Dr. Keith Ashley, an archeologist, says the majority of Jacksonville's history is indigenous.

JACKSONVILLE, Fla. — The University of North Florida is digging up the past in Jacksonville's Big Talbot Island State Park. Its archeology lab found a lost indigenous town known as Sarabay. 

It was home to the first indigenous population before Europeans arrived. Experts believe the site dates back approximately from 1580 to 1620. 

Dr. Keith Ashley, an archeologist with UNF, says the site was discovered during the 90s. 

"This is very cool," Dr. Ashley smirked. 

Their findings lead to them to believe they're in the heart of the Sarabay, or downtown.
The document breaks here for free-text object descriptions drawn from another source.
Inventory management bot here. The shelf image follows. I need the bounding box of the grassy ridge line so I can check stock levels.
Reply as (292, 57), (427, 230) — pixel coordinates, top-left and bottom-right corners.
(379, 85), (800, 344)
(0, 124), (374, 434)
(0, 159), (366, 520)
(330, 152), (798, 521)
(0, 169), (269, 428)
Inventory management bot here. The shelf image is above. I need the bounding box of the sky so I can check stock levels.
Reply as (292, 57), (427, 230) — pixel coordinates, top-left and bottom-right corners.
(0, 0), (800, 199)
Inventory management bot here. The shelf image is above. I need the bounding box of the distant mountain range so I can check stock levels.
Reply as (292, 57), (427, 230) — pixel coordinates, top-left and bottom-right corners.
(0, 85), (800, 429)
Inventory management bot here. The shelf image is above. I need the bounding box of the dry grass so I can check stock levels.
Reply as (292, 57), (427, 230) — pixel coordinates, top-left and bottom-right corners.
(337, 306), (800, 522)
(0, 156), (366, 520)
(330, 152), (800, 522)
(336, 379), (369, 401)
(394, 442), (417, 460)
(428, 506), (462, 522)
So far, the team dug up artifacts such as: indigenous pottery, bone and shell tools and a few stone arrowheads. Ashley said the land was occupied by Mocama speaking Timucua Natives. UNF said it first found artifacts and building posts that confirmed the location of Sarabay in 2020.

In the last four summers, Dr. Ashley and his team of students uncover as much as they can. Collected items will be analyzed and shipped to Tallahassee for storage. To Dr. Ashley, residents should know finding generational artifacts is acknowledging a people who called this land home before it was known as the First Coast. 

"Jacksonville's history actually goes back 10,000-12,000 years before that. 98% of Jacksonville's history is indigenous history," Ashley said. "I think it's really important to learn that there's this great dynamic and wonderful history prior to Europeans arriving."